What happened? The normalization of global supply chains and the slowdown in demand for consumer goods caused core PCE inflation to fall faster than expected from over 5.5 percent to below 3 percent. When Powell held out the prospect of a turnaround in monetary policy before the central bank reached its 2% inflation target – he spoke of “long before” in December 2023 – many market participants felt that the first interest rate cuts were imminent. The clear reference to data-dependent and careful proceedings apparently faded far into the background. In his press conference on January 31, 2024, Jerome Powell made clear that monetary authorities wanted to gain more confidence in the sustainability of the decline in inflation and that an interest rate cut in March is “probably not the most likely case”. Capital markets were unpleasantly surprised, as a March rate cut had been priced in with a 50 percent probability.

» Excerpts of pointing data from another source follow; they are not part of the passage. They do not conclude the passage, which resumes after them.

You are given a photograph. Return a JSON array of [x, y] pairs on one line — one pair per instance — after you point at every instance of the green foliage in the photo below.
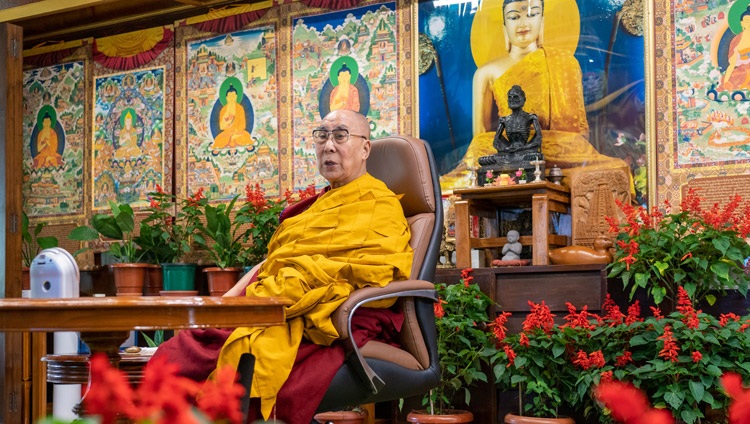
[[32, 243], [156, 341], [703, 251], [225, 233], [170, 230], [465, 346], [118, 226]]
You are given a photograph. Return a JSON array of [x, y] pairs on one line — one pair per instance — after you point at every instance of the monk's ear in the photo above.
[[366, 146]]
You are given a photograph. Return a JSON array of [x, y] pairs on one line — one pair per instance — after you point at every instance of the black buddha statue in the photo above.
[[515, 142]]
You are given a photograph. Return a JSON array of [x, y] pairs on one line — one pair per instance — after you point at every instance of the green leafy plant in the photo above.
[[170, 229], [703, 250], [677, 359], [465, 345], [225, 232], [118, 226], [32, 243], [157, 340]]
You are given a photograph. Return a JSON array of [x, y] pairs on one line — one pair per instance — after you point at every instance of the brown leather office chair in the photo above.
[[380, 372]]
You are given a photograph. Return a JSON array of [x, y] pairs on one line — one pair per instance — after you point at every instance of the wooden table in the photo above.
[[542, 197], [105, 322]]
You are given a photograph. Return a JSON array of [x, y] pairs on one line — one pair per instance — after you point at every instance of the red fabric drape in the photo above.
[[331, 4], [48, 59], [230, 23], [135, 61]]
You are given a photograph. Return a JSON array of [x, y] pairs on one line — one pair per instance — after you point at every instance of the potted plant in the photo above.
[[263, 218], [172, 225], [676, 359], [32, 245], [702, 250], [465, 348], [129, 274], [224, 236]]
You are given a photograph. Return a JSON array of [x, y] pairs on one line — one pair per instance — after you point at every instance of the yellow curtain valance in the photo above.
[[229, 11], [131, 43]]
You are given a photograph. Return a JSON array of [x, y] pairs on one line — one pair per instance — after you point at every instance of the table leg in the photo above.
[[540, 219], [463, 247]]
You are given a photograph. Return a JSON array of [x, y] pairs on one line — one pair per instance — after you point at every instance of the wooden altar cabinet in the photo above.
[[542, 197]]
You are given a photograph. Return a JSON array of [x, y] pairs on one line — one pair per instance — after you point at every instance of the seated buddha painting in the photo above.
[[588, 98], [232, 117]]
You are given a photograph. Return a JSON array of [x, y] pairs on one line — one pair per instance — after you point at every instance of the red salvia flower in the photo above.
[[581, 359], [612, 312], [670, 349], [523, 340], [510, 354], [656, 312], [540, 317], [596, 359], [439, 311], [577, 319], [110, 394], [724, 318], [634, 313], [624, 359], [498, 326]]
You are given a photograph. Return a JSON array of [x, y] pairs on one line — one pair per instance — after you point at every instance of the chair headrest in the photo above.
[[401, 162]]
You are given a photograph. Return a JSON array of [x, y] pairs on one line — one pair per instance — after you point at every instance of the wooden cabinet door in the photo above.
[[14, 361]]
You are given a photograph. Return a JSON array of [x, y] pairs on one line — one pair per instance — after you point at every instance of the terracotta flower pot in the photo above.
[[221, 279], [451, 416], [518, 419], [341, 417], [129, 278]]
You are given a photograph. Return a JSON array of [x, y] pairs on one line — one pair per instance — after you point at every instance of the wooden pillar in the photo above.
[[15, 410]]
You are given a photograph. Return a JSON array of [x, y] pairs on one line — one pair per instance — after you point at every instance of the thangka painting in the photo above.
[[580, 64], [343, 60], [54, 136], [712, 81], [232, 109], [702, 94], [128, 137]]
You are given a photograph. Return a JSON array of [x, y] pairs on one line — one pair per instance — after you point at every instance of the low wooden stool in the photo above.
[[74, 369]]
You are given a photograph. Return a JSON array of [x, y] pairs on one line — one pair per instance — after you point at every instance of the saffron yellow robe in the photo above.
[[233, 132], [552, 82], [353, 236]]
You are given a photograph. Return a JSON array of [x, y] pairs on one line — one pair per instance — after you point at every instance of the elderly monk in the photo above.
[[353, 235]]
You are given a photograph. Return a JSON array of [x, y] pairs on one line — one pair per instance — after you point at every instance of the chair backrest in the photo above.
[[405, 164]]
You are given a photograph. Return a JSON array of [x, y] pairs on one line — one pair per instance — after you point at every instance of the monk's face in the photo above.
[[345, 162], [523, 22]]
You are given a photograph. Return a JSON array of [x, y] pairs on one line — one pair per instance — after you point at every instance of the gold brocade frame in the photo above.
[[679, 125]]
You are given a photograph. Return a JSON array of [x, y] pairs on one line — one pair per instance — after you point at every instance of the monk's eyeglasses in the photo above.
[[339, 136]]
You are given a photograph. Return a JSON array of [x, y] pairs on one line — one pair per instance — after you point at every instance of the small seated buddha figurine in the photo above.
[[514, 141]]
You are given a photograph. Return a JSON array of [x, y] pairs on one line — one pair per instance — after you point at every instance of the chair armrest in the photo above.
[[342, 319]]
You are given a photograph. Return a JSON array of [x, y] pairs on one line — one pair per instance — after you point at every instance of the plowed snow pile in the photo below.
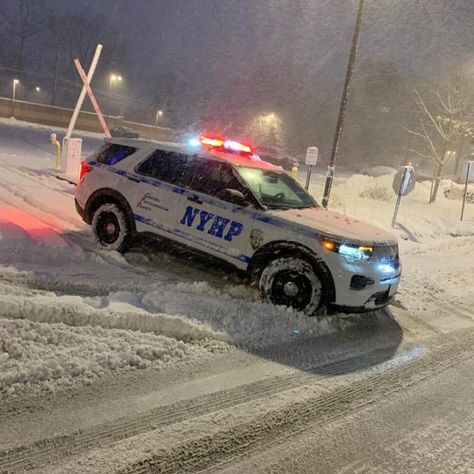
[[42, 356]]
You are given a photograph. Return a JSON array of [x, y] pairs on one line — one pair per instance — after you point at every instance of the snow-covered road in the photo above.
[[90, 339]]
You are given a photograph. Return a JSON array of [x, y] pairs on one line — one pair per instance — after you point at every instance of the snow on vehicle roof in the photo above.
[[233, 159]]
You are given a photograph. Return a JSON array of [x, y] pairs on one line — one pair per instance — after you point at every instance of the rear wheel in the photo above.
[[293, 282], [111, 228]]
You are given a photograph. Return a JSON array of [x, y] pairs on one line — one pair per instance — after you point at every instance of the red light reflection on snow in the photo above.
[[32, 226]]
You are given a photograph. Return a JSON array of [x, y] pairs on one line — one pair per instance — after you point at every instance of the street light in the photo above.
[[158, 115], [112, 80], [15, 83], [342, 108]]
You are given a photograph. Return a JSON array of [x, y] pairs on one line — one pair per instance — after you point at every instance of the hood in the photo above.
[[334, 225]]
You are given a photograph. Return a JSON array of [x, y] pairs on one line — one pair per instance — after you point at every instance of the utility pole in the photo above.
[[342, 108]]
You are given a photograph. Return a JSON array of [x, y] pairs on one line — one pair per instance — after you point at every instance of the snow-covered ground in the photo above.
[[70, 313]]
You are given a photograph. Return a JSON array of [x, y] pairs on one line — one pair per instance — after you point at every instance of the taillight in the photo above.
[[84, 168]]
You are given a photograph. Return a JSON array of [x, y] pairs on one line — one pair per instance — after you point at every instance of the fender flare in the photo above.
[[274, 249], [103, 195]]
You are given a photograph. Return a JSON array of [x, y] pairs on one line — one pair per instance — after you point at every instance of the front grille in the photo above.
[[387, 256]]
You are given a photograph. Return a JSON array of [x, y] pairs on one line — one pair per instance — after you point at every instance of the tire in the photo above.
[[292, 282], [111, 228]]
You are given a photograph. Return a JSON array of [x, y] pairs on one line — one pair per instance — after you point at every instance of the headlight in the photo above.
[[359, 252]]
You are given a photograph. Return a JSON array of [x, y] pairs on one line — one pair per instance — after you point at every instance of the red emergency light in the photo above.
[[231, 146]]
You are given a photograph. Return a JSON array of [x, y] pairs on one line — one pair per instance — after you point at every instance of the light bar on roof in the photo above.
[[231, 146], [236, 146], [212, 142]]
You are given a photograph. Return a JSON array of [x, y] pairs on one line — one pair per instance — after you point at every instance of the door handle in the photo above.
[[194, 199]]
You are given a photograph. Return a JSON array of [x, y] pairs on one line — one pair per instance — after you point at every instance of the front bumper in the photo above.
[[362, 286]]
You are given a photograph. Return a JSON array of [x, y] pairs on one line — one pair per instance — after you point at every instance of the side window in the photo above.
[[112, 153], [212, 178], [164, 165]]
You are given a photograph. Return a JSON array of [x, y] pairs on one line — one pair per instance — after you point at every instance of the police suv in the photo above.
[[217, 197]]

GANÉ also expects a turnaround in monetary policy due to the continuing slowdown in inflation this year. However, the ongoing strength of the labor market and the slow normalization of wage growth remain to suggest that it is impossible to make an exact forecast of the number, extent, and timing of future interest rate cuts. Despite the expected start of a new rate-cycle, it is much more significant to us that governments and companies will have to continue to cope with significantly higher cost of capital – especially in comparison to a world with negative interest in previous years. We will therefore continue to avoid being caught up in short-term exaggerations or overly euphoric expectations for rate cuts and instead remain focused on shares of highly profitable companies with low levels of debt and on short-term government and corporate bonds with high credit ratings and liquidity.